Também devem ter prioridade para participação em ações de formação presenciais ou telepresenciais e para licença de capacitação, proporcional ao tempo de lotação e residência nessas comarcas; para designação de magistrado substituto, presencialmente ou por teletrabalho, além da prioridade para a distribuição e redistribuição eletrônica de processos, preferencialmente no âmbito do Programa Justiça 4.0 e do Juízo 100% Digital, entre outros, se essas Unidades, além de distantes, tenham carga de trabalho acima da média das outras Unidades de mesma competência.
Carga de trabalho
O Plenário Virtual também aprovou por unanimidade a proposta de recomendação para instituir mecanismos que assegurem a equivalência de carga de trabalho para magistrados e magistradas do primeiro grau de jurisdição em termos quantitativos e qualitativos.

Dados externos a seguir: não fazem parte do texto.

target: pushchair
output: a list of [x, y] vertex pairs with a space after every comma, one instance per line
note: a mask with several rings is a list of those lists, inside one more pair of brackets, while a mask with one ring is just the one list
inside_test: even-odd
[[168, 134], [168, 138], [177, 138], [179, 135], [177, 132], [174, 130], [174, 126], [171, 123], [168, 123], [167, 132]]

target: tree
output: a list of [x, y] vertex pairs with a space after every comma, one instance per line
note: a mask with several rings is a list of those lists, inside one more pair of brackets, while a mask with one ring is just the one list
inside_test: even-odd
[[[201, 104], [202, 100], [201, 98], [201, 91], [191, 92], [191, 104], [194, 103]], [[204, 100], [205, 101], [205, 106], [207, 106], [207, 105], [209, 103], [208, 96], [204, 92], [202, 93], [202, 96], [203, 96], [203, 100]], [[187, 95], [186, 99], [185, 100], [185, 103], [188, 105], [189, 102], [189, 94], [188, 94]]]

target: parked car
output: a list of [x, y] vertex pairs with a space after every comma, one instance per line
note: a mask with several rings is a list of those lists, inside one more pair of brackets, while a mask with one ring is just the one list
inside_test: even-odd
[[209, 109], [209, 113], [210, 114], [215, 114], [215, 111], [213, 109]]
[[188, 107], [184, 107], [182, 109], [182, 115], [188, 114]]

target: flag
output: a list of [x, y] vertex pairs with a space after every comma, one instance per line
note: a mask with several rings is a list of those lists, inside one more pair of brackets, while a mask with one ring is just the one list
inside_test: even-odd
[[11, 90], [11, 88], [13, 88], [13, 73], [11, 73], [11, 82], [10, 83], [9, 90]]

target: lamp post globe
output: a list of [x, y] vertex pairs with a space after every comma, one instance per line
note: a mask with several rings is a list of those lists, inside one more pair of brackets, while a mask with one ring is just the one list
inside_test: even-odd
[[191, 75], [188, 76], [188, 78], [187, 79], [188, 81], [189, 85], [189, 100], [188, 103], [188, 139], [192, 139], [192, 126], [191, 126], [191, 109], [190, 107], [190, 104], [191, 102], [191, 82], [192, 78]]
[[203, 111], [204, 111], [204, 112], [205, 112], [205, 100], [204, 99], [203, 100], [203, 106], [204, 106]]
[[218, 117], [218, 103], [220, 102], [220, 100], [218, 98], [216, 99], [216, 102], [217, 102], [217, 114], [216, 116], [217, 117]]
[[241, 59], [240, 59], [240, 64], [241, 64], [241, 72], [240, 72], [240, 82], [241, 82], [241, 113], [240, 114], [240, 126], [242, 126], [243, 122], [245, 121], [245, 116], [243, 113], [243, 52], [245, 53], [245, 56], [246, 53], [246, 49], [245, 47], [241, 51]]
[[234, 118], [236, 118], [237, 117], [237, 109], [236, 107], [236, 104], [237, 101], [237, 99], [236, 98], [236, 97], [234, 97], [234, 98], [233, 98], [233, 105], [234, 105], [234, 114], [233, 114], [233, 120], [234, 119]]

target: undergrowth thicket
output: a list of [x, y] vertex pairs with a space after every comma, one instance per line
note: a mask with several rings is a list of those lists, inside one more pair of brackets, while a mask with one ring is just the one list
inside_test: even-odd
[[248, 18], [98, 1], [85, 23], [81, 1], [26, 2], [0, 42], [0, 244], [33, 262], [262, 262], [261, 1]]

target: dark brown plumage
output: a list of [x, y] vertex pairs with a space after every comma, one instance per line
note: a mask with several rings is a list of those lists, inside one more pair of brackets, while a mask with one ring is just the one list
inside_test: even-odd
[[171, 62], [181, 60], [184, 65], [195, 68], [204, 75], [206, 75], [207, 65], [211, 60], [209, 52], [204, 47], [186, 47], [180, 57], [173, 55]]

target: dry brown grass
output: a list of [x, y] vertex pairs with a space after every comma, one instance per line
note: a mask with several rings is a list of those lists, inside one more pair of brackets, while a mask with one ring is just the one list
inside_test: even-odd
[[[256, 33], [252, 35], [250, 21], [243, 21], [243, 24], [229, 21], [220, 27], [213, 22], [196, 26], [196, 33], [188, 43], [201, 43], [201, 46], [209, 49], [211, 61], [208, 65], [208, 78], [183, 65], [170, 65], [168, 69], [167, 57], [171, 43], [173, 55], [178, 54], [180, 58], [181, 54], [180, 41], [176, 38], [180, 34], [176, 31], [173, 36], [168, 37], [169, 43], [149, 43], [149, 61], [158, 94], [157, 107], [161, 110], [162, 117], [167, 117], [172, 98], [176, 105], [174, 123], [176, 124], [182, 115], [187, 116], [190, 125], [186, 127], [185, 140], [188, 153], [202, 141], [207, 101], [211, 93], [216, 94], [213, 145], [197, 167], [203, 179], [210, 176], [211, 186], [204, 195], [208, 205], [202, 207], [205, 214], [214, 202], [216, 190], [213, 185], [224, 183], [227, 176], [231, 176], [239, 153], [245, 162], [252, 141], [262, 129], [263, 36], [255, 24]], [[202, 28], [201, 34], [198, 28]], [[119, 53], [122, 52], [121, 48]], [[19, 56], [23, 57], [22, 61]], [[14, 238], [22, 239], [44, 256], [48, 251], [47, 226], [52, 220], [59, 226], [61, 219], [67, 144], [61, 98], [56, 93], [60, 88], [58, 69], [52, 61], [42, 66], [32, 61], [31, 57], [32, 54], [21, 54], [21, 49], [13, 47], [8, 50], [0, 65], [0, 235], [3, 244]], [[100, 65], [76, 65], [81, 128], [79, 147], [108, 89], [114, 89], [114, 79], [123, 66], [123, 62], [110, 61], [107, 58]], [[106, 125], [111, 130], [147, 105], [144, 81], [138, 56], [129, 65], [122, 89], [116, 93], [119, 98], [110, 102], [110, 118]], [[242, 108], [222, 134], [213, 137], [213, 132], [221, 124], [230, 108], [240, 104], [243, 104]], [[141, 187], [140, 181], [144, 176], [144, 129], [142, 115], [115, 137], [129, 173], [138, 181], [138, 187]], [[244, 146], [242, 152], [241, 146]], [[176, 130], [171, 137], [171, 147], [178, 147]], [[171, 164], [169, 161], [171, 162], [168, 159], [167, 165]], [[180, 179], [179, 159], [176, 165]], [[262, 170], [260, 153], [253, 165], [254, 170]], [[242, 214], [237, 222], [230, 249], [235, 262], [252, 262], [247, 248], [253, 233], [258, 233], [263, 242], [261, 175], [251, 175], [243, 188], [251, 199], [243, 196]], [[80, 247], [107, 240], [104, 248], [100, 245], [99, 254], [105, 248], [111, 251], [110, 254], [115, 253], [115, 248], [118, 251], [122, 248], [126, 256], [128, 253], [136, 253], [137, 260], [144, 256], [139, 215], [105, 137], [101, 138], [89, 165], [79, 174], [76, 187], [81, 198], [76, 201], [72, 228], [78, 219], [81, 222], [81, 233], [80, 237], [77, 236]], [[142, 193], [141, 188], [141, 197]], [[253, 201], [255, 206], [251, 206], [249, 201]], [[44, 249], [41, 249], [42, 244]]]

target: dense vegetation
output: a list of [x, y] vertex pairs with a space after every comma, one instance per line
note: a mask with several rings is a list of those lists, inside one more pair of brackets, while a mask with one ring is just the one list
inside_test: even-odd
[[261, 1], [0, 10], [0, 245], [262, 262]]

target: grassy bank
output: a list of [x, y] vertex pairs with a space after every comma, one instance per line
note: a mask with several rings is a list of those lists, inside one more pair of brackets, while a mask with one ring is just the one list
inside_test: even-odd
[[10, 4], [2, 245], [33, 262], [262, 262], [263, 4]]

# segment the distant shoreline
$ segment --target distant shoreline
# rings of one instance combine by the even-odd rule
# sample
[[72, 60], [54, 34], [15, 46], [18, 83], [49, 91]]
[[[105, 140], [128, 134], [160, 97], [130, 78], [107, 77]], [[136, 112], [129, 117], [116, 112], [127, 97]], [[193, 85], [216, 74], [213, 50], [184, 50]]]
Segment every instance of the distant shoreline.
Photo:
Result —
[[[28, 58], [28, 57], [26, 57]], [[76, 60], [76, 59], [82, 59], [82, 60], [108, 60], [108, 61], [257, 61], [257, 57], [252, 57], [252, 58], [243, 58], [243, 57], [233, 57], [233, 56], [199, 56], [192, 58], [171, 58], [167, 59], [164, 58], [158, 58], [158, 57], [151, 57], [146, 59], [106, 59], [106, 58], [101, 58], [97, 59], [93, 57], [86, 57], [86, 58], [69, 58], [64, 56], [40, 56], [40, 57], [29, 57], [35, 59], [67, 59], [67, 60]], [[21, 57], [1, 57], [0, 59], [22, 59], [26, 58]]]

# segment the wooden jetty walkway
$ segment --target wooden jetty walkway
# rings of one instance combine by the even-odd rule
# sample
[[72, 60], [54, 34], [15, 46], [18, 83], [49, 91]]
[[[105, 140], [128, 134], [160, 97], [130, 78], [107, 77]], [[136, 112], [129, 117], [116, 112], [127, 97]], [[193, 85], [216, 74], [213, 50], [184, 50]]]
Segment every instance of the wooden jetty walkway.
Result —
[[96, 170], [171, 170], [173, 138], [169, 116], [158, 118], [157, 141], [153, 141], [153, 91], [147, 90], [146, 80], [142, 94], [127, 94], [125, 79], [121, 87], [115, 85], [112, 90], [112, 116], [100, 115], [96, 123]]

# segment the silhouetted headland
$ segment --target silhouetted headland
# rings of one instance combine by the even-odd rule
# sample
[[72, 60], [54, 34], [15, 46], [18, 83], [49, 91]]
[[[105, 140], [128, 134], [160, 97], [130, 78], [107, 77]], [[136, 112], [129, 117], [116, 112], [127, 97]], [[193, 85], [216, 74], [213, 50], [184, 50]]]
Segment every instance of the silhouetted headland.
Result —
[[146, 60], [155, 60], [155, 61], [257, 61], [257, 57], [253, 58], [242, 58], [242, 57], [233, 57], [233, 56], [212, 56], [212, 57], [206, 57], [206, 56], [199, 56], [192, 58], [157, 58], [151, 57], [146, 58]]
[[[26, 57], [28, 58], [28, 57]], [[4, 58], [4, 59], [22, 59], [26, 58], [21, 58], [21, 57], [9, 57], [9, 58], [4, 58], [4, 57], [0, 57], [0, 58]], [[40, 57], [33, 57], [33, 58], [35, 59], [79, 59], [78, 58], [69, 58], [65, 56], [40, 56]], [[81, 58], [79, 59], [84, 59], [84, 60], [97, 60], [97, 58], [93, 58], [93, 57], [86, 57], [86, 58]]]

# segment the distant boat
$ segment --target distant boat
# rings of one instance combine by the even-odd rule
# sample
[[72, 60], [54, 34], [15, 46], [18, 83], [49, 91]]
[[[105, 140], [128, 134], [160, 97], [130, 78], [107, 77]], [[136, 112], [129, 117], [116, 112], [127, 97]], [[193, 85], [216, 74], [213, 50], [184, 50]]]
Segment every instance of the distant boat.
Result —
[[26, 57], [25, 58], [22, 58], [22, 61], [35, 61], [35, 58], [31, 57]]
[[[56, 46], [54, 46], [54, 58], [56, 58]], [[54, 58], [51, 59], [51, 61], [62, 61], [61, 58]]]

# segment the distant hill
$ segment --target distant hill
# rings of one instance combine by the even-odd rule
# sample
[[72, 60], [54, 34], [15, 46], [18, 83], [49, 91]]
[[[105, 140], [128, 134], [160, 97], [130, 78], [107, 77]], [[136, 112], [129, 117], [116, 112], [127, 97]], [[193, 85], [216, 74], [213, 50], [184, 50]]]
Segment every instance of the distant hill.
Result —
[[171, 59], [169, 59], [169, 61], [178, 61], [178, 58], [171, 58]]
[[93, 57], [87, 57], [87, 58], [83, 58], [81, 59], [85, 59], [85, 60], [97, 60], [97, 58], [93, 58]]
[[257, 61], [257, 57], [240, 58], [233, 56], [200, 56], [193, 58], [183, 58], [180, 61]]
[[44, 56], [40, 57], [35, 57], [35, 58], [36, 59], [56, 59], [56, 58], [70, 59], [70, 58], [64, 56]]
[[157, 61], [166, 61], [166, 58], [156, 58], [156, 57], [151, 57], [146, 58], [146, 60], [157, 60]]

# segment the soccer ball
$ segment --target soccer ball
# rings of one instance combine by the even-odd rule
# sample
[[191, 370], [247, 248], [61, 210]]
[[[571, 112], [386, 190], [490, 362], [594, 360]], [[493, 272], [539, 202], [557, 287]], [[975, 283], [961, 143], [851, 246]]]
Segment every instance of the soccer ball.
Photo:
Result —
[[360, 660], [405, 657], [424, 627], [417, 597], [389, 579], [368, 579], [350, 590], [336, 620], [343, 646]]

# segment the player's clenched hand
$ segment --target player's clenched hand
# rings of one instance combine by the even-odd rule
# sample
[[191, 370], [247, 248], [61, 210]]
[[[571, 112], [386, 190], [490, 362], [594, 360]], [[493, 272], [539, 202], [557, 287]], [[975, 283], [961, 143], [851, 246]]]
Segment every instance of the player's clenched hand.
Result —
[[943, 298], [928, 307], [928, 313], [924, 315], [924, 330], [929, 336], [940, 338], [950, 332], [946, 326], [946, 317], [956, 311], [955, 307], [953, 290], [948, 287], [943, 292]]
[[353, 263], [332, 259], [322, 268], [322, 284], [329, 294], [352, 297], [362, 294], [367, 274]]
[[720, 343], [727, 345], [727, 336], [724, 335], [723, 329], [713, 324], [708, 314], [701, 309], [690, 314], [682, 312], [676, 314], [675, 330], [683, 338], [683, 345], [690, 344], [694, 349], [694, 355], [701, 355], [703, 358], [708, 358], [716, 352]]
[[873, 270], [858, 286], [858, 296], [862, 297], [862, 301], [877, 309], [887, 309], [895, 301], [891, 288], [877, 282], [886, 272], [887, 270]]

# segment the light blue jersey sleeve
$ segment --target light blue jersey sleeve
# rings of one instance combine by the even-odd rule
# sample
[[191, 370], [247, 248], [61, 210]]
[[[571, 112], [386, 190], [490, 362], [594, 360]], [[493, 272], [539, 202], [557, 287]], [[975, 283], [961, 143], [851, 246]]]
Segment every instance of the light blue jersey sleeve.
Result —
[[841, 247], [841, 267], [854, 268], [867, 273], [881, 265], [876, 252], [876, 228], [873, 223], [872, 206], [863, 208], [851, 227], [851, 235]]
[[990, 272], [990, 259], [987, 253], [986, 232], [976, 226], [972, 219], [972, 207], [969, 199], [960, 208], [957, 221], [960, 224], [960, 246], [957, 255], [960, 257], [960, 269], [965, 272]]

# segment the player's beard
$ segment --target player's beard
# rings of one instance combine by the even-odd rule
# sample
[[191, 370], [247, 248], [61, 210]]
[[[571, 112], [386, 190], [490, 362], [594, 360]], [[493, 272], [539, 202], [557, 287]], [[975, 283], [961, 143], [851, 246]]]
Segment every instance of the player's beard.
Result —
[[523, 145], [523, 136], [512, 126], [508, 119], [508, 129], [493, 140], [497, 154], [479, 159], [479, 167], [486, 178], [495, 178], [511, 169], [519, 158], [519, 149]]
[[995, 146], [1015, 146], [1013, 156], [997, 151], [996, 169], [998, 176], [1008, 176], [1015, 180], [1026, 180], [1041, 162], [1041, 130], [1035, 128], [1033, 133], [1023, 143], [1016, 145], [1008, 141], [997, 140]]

Também de relatoria do conselheiro Giovanni Olsson, o Ato Normativo 0001333-74.2024.2.00.0000 recomenda que CJF, CSJT e tribunais instituam mecanismos que assegurem o equilíbrio da carga de trabalho, considerando especialmente as especificidades das competências materiais e de classes e assuntos processuais.
De acordo com o texto aprovado, as medidas adotadas devem garantir tempo equivalente de duração do processo para o público e a proteção integral da saúde dos juízes e juízas das unidades de primeiro grau. O objetivo, segundo o normativo, é coibir a “desproporcional sobrecarga excessiva em algumas em comparação com as demais” unidades.
A recomendação é que sejam utilizados mecanismos como a distribuição ou redistribuição livre e proporcional de processos novos e/ou antigos a outras unidades judiciarias do respectivo tribunal com movimento processual abaixo da média, ou a criação de unidades ou juízos virtuais de competência ampliada, ou Núcleos de Justiça 4.0 ou na transformação de unidades físicas já existentes, mas que possuam baixo volume processual.
De acordo com o texto, a apuração da equivalência da carga de trabalho considera o quantitativo de casos novos, a cada mês; e o quantitativo de casos novos ponderado pelo grau de complexidade, a ser atribuído a cada classe e/ou assunto processual. O relator acrescentou que, em verdade, vários tribunais já adotam individualmente iniciativas similares, com muito êxito, mas deve haver uma política nacional ampla de estabelecer parâmetros para corrigir a sobrecarga excessiva e desproporcional nas cargas de trabalho, particularmente no contexto de processos eletrônicos e atuação telepresencial das partes e advogados: “o excesso de trabalho no Judiciário é a regra, mas hoje não há qualquer razão administrativa ou tecnológica que justifique que alguns Magistrados permaneçam sendo ainda mais sobrecarregados que os demais dentro da mesma competência, comprometendo sua saúde, prejudicando o jurisdicionado com o aumento da duração do processo e mesmo com a quebra da solidariedade profissional entre todos. É preciso mudar essa realidade”.